The Puma flaws were fixed in new chip production about four years ago, the problems with chips that had already shipped were resolved by a very effective workaround. I had a Hub 3 with the old silicon and the latency problem, I saw the issue before and after the fix, I know for a fact the fix worked (I was extremely surprised that it worked, but all credit to Intel's technicians it did). As I've now gone from a Hub 3 to a Hub 5, I know for a fact that the minimum latency is measurably higher for a Hub 5, the peak latency is every bit as variable as, so the net effect is much the same or worse, and on top of that I've had hour long disconnections almost every other day since the Hub 5 was connected.
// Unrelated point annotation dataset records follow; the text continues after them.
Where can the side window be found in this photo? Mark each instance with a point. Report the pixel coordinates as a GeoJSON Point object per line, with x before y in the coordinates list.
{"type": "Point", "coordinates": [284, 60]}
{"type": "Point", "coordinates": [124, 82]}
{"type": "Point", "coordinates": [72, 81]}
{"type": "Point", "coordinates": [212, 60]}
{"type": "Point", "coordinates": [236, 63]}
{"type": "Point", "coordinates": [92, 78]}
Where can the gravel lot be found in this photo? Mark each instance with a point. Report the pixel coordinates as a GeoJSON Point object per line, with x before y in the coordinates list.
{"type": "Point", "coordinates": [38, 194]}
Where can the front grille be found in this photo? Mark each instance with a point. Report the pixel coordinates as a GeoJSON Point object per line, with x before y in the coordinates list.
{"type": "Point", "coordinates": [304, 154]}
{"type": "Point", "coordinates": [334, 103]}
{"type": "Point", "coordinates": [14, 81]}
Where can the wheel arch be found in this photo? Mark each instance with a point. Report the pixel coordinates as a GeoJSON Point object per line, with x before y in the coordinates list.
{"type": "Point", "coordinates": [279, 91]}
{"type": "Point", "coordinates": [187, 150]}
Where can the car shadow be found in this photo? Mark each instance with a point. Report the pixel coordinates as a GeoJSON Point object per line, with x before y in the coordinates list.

Hopefully that's a teething issue or even unrelated to the Hub 5, but it's not good.
Now, by all means continue demanding a Hub 5 if you're prepared to take on an unproven product that has no performance benefits over a Hub 3. That is a valid choice - I took the Hub 5 on because I was prepared to give it a chance and help VM create a test base to iron things out. But don't base your reasoning on years out of date news, and tin-foil-hat science from the bufferbloat loons on Reddit. If you're a fully paid up bufferbloater, then DOCSIS is not the technology for you, nor is VM the ISP for you, as VM operate at higher contention levels than Openreach, and even without utilisation problems the latency impacts of traffic queuing at the CMTS are often visible.
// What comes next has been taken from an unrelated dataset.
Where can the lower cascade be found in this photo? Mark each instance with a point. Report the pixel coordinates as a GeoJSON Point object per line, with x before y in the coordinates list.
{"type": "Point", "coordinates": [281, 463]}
You should also bear in mind that I'm running in modem mode, so I've managed to avoid all the quirks and flaws in the Hub 5's wifi capabilities. Those who are relying on the Hub 5's wifi can expect even more quirks. Eventually I think the Hub 5 will be VM's best ever DOCSIS hub, but it isn't at the moment, and the bug fix priority list will be blatant faults and compatibility problems, not optimising latency performance for gamers.
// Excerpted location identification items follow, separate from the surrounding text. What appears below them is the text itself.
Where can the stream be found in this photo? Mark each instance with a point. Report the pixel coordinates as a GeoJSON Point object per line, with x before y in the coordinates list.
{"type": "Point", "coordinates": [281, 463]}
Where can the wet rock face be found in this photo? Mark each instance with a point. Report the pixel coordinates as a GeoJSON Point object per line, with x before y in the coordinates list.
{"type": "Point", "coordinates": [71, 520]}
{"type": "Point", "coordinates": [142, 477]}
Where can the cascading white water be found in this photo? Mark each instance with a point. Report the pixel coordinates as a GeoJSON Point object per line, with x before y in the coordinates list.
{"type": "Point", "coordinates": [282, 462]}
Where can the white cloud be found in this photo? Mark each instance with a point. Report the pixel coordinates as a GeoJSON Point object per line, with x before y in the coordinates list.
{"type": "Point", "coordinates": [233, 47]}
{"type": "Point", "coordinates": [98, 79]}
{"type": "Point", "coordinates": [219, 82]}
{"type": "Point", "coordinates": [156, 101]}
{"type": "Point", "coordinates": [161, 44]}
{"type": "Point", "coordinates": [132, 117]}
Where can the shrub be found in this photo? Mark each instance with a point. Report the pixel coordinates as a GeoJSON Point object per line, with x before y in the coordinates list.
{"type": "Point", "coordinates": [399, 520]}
Here's another few of my BQMs. The first two are the first Friday and Saturday of March, with a Hub 5:


And these were the first Friday and Saturday of February with a Hub 3:


The evidence is in front of you. This isn't opinion, it's fact, measured by Thinkbroadband's test systems. Would you still like to tell me that simply because it has a Broadcom chipset the Hub 5 offers better performance than the Hub 3?